Re: [Xen-users] domU network interface half-dies regularly

I had the same problem yesterday. One of the domU running on a server
had the same symptoms: TX counter stopped while the RX one was
increasing normally. 
I'm running Centos 5.3 with 2.6.18-92.1.22.el5xen on the dom0 and CentOS
5.2 with 2.6.18-92.1.22.el5xen on the domU.

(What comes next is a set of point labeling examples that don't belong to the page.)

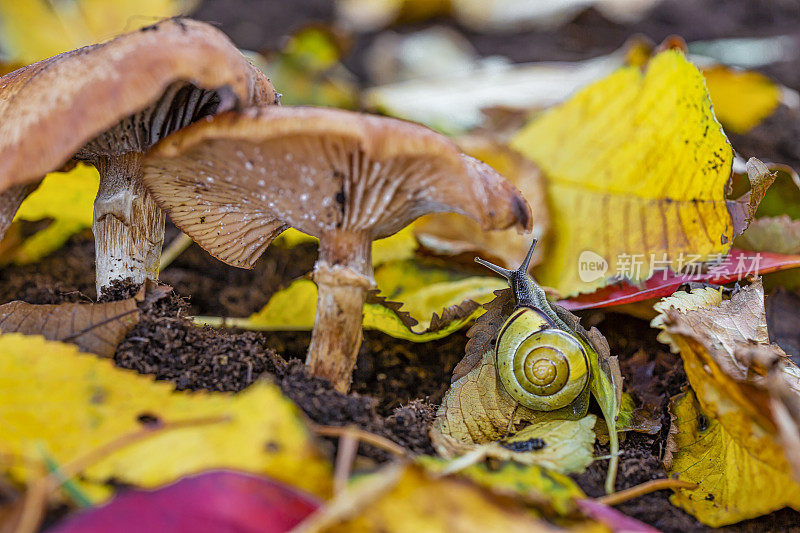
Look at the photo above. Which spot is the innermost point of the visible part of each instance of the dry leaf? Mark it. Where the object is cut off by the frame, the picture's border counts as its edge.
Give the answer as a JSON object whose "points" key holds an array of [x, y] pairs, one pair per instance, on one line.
{"points": [[748, 392], [67, 403], [635, 163], [402, 498], [742, 99], [96, 328], [453, 234]]}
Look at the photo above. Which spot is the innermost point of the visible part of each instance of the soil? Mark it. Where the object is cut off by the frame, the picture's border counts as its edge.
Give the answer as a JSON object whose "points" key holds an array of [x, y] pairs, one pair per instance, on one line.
{"points": [[397, 384]]}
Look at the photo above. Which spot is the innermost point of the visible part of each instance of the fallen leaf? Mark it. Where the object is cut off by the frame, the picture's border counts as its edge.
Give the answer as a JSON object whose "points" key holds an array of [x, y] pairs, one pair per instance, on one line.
{"points": [[231, 501], [307, 68], [749, 390], [453, 234], [743, 209], [615, 520], [741, 98], [642, 160], [65, 198], [551, 492], [402, 498], [732, 267], [96, 328], [68, 403], [733, 483], [413, 306]]}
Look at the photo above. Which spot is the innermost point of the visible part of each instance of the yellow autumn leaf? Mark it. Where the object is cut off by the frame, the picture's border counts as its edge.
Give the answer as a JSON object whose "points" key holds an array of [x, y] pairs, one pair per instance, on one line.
{"points": [[553, 489], [65, 197], [635, 164], [733, 483], [436, 301], [718, 344], [38, 29], [742, 99], [70, 403], [397, 247]]}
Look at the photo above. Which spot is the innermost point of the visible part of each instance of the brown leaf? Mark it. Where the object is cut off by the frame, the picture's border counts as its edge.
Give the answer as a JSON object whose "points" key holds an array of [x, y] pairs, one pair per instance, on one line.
{"points": [[94, 327], [743, 209]]}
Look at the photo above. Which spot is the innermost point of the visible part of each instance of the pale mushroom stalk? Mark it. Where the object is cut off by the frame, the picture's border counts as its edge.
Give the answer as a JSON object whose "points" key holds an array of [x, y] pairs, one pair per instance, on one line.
{"points": [[128, 224], [343, 274], [235, 181], [106, 105]]}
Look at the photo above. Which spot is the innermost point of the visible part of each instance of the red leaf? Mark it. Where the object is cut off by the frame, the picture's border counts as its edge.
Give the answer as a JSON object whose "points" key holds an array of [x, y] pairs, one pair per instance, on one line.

Rebooting the domU solvs the problem, but it isn't an attractive


* Mariusz Mazur <mmazur@xxxxxxxxx> [03/15/2010 07:10]:
> I'm trying to figure out how to debug this. Any suggestions would be 
> appreciated.
> Every once in a while a random domU on a random xen server of ours has its 
> network interface die. I've recently figured out what the exact symptoms are: 
> TX count on that interface (as seen from inside the domU) stops increasing. 
> There's no way of actually sending anything from within the domU. Even arp 
> packets aren't sent. Everything works fine with receiving packets however.
> Of the things I did check:
> - Doing an ip set link down/up on both dom0/domU doesn't do anything. 
> - Removing/reattaching the dom0 interface from/to its bridge doesn't help.
> - It's interface-specific. I'm currently logged onto a domU that has one of 
> its net interfaces half-dead as described, but the other perfectly functional.
> - Interestingly, the problem prevents "xm save" from working. It timeouts 
> without anything getting written to disk (except a kilobyte or so of, I'm 
> guessing, some headers).
> - I'm seeing this problem across:
>   - 2.6.18 xen.org dom0 3.3.X and 3.4.X
>   - xen.org hypervisor 3.3.X and 3.4.X
>   - domU xen.org
>   - kernel.org (pvops)
>   - A few different machines from different vendors.
> - Nothing in dom0/domU kernel logs.
> Whatever the cause is, I seriously doubt it's domU's fault, considering I'm 
> seeing the problem on both xen.org and kernel.org domU kernels. I also don't 
> know what the trigger is (plus, those are production systems), so enabling a 
> bunch of DEBUG prints in xen isn't much of an option.
> Any suggestions/hints on where to look next? I'm guessing there are ways of 
> inspecting various network code structures.